Banyu bangkit dari duduknya dan berjalan ke arahku. Dia berlutut di hadapanku dan meraih tanganku untuk digenggam. Tatapan matanya redup, sayu, tapi mampu menembus hingga ke jantung hatiku. Mengirimkan jutaan tegangan yang membuat sel-sel di dalam tubuhku bergetar, bertumbukan, berhamburan, dan akhirnya pecah berantakan. Kukerjapkan mata, menghalau lapisan bening yang pelan mulai kasatmata.

"Bi, aku tahu hubungan kita masih sangat baru. But I love you too much and i don't wanna lose you. I'll do anything to make you stay."
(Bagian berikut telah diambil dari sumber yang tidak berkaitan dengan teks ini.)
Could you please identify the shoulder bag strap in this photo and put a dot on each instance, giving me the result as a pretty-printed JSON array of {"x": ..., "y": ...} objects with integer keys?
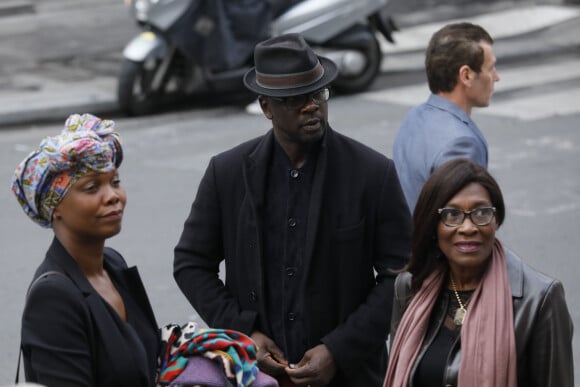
[{"x": 43, "y": 275}]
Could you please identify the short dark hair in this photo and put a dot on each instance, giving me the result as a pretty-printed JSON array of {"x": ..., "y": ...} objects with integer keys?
[
  {"x": 445, "y": 182},
  {"x": 451, "y": 47}
]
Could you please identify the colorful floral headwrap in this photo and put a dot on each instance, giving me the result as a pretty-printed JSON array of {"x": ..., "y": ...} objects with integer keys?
[{"x": 43, "y": 178}]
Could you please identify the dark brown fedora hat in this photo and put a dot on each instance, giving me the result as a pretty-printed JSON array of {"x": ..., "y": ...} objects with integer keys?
[{"x": 287, "y": 66}]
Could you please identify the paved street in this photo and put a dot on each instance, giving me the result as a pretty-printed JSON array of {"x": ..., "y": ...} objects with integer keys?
[{"x": 532, "y": 129}]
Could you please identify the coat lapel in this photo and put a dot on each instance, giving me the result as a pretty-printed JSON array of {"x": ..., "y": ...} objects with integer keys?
[{"x": 316, "y": 199}]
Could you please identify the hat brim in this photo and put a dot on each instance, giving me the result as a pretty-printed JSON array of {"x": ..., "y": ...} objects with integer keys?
[{"x": 330, "y": 73}]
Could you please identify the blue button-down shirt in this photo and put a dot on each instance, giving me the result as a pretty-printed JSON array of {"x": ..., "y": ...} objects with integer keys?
[{"x": 431, "y": 134}]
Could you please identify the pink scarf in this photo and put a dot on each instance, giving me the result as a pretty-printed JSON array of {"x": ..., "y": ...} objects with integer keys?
[{"x": 488, "y": 349}]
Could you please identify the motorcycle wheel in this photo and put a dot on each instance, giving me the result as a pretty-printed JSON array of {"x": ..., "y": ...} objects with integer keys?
[
  {"x": 360, "y": 82},
  {"x": 134, "y": 93}
]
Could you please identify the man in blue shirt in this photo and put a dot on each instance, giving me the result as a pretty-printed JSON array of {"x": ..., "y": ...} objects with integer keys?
[{"x": 461, "y": 73}]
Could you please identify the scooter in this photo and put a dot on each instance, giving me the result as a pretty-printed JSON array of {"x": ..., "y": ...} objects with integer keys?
[{"x": 184, "y": 51}]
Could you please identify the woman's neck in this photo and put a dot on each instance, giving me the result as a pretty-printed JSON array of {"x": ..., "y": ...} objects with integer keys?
[{"x": 87, "y": 254}]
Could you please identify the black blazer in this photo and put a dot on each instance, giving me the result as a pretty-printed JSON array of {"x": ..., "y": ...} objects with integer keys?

Suaranya lembut, membuatku ingin mengatakan bahwa aku juga memiliki perasaan yang sama. Bahwa aku juga ingin selalu bersamanya. Tapi entah kenapa, aku merasa itu tidaklah cukup. Ada sesuatu yang membuatku ragu, tak peduli seberapa kerasnya hatiku berteriak lantang kalau aku juga mencintainya.
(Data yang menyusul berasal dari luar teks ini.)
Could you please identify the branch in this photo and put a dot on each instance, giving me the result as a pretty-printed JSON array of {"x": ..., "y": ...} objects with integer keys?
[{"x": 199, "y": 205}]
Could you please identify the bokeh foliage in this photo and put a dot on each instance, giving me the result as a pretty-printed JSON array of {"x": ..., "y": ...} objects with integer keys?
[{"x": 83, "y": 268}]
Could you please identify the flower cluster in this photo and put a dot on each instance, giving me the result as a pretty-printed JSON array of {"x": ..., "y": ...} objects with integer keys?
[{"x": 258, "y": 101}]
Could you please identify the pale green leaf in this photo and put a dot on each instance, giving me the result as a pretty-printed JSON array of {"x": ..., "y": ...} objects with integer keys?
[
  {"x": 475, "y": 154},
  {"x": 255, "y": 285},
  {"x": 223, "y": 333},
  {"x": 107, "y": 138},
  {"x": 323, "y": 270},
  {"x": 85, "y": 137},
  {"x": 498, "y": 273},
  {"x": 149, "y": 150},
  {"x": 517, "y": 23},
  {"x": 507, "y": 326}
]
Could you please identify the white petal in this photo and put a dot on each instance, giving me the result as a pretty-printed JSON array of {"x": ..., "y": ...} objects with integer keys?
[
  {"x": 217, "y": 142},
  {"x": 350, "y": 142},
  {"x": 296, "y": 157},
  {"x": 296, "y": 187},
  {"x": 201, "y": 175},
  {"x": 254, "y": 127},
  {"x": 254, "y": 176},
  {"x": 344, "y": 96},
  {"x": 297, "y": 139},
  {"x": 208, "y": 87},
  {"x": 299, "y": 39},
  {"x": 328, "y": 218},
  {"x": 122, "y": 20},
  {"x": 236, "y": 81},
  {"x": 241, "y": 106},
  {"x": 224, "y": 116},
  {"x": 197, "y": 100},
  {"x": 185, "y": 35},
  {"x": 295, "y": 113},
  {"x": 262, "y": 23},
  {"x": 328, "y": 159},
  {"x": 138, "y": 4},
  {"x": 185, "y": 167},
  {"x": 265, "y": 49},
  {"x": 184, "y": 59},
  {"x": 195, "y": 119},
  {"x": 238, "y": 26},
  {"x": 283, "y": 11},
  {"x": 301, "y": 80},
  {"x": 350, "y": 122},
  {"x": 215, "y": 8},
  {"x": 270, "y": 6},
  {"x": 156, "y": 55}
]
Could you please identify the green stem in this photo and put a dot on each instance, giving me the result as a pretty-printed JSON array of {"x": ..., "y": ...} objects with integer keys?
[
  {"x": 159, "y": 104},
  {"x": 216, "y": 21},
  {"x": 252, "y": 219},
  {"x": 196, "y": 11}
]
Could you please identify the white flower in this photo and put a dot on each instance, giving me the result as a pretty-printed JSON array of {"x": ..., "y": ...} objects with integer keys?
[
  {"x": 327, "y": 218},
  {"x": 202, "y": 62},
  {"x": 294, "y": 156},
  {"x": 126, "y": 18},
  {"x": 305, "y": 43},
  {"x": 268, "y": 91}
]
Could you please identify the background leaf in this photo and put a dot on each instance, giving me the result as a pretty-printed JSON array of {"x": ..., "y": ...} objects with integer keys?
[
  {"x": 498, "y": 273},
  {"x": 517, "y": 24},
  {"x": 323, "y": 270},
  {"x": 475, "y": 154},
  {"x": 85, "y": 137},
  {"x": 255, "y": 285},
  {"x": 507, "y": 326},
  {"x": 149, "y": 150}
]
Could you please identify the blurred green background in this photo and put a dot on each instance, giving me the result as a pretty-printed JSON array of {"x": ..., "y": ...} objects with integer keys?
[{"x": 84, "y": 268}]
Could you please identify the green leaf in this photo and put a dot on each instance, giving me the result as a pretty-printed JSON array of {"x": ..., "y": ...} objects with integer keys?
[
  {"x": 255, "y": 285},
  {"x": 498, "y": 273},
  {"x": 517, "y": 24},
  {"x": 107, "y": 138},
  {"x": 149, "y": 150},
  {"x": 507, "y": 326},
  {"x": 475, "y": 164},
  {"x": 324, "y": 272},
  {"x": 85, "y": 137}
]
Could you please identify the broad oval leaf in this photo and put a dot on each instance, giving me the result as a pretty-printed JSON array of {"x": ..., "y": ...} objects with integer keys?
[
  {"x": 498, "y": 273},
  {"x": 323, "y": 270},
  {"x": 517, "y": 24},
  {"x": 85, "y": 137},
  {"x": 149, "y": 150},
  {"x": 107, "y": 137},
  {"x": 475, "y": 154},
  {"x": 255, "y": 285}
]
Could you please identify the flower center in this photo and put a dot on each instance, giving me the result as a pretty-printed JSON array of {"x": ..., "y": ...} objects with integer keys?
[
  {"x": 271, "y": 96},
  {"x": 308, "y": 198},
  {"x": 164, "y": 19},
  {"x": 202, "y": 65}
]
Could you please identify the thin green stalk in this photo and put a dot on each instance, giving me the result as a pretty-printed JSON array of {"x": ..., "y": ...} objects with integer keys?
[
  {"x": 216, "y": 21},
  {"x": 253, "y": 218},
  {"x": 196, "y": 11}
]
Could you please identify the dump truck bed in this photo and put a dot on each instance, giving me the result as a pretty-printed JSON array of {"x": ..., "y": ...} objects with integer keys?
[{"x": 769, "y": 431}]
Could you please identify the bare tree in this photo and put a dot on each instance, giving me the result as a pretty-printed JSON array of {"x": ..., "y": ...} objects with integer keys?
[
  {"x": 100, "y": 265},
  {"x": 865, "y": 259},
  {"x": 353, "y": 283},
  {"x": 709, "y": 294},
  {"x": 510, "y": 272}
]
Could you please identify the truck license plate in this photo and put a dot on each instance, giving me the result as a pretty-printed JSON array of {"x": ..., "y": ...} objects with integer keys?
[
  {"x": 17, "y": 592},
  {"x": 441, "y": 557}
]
"Bay, aku...." Kugigit bibir bawah, tidak yakin apa yang ingin kukatakan. Ada rasa nyeri yang tiba-tiba menusukku saat menyadari bahwa Banyu benar saat dia mengatakan kalau aku belum tahu akan dibawa kemana hubungan ini.

Kusentuh pipinya lembut, merasakan jenggotnya yang mulai tumbuh di telapak tanganku. Ingin sekali aku menghambur ke dalam pelukannya. Menyembunyikan kepala dalam dekapan dadanya yang bidang. Merasakan debaran jantungnya yang berkejaran dengan detak jantungku sendiri. Tapi aku hanya diam, tanpa tahu apa yang menahanku.

"Oke aku ... aku nggak akan maksa kamu. We still have three weeks before you make a decision. Dan aku akan memanfaatkan kesempatan itu sebaik mungkin untuk mengubah pikiran kamu. Just ... just give me a chance."

Aku tersenyum mendengar kata-katanya. Ternyata tidak selamanya dia seperti anak kecil yang selalu menuntut. Maksudku, dari mana dia bisa mendapatkan kata-kata seperti itu?

"You don't need to ask, Honey. You already had one."

Aku berkata pelan, penuh haru setelah tak mampu lagi menahan kelenjar air mata yang membengkar dan menjebol pelupuk mata yang tak seberapa kuat. Mataku buram, tersamarkan butir-butir bening yang kian menderas. Entah bagaimana saraf-saraf di mata bisa sebegini cepat merespon hati yang bergetar. Sesak karena kehadiran sosok maskulin yang memaksa masuk ke dalam dada, bercokol di sana. Dan anehnya, aku pun ingin dia tetap ada di sana.

Banyu mengusap pipiku lembut sebelum mencium dan membawa ke dalam dekapannya yang hangat, membawaku ke tempat paling nyaman yang pernah ada.